Des maternités qui ferment, une spécialité qui n'attire plus

Une maternité qui réalise entre 3000 et 4500 accouchements par an devrait disposer au minimum pour ses activités non-programmées de 5 à 7 sages-femmes, "alors qu’elle tourne généralement avec une ou deux de moins aujourd’hui", observe le CNGOF. Certaines doivent gérer trois accouchements en même temps les jours de forte affluence. Ces grosses maternités devraient aussi compter un gynécologue-obstétricien d’astreinte en plus de celui de garde pendant 24 heures, "dans la mesure où il arrive qu’il faille procéder à deux césariennes en même temps".

Augmenter la taille des maternités a été une façon de faire des économies, mais on arrive à un degré de saturation qui met en danger la santé des femmes et de leurs bébés. Il est temps de réagir, surtout que d’autres fermetures de maternités sont prévues. Compte-tenu de la charge actuelle de travail, l’obstétrique attire en outre de moins en moins les jeunes médecins, d’où une aggravation de la qualité des soins encore en perspective.

Quelle maternité choisir ?

Pour s’y retrouver dans la jungle des maternités, un label de qualité est en cours de création à l’initiative du CNOGF. Une application mobile, en test dès le premier trimestre 2019, permettra aux femmes d’évaluer la bienveillance du personnel et la qualité des soins reçus. Des critères objectifs seront aussi pris en compte, comme la possibilité de mettre en place un projet de naissance démédicalisé lorsque la grossesse ne présente aucun risque particulier et l’assurance de pouvoir obtenir une péridurale 24h/24 7j/7.

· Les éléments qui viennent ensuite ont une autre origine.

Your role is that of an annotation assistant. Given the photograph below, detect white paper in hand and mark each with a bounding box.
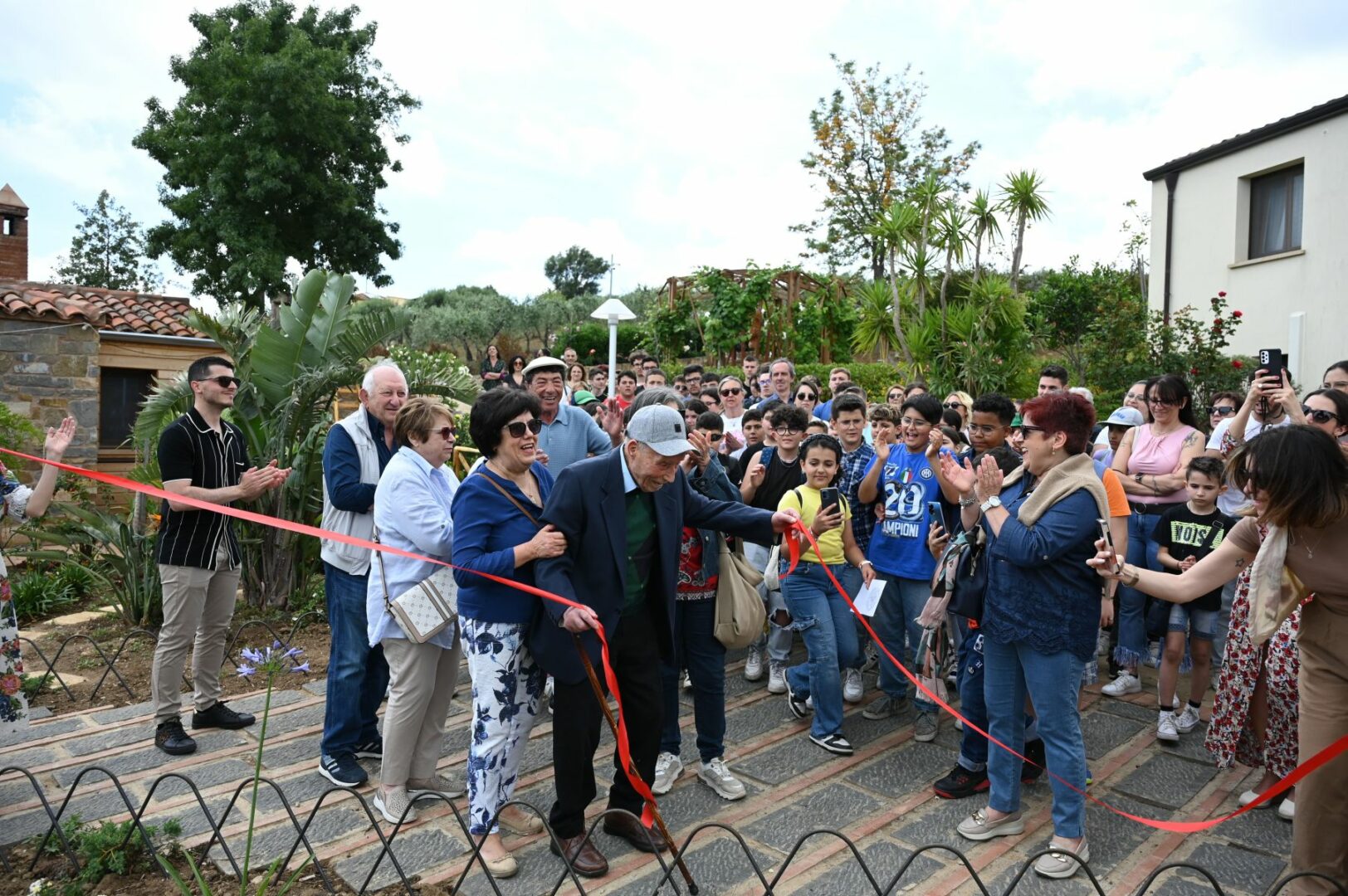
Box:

Ce label est différent de l’IHAB (Initiative Hôpital Ami des Bébés), soutenu par l’OMS et l’Unicef, qui garantit un accompagnement individualisé en plaçant les besoins et les rythmes du nouveau-né et de sa mère au cœur du système de soin. Dans les maternités labellisées IHAB, le planning n’est pas établi en fonction des contraintes du service mais du bien-être des patients.

Les établissements qui cumuleront les deux labels seront ceux à choisir en priorité.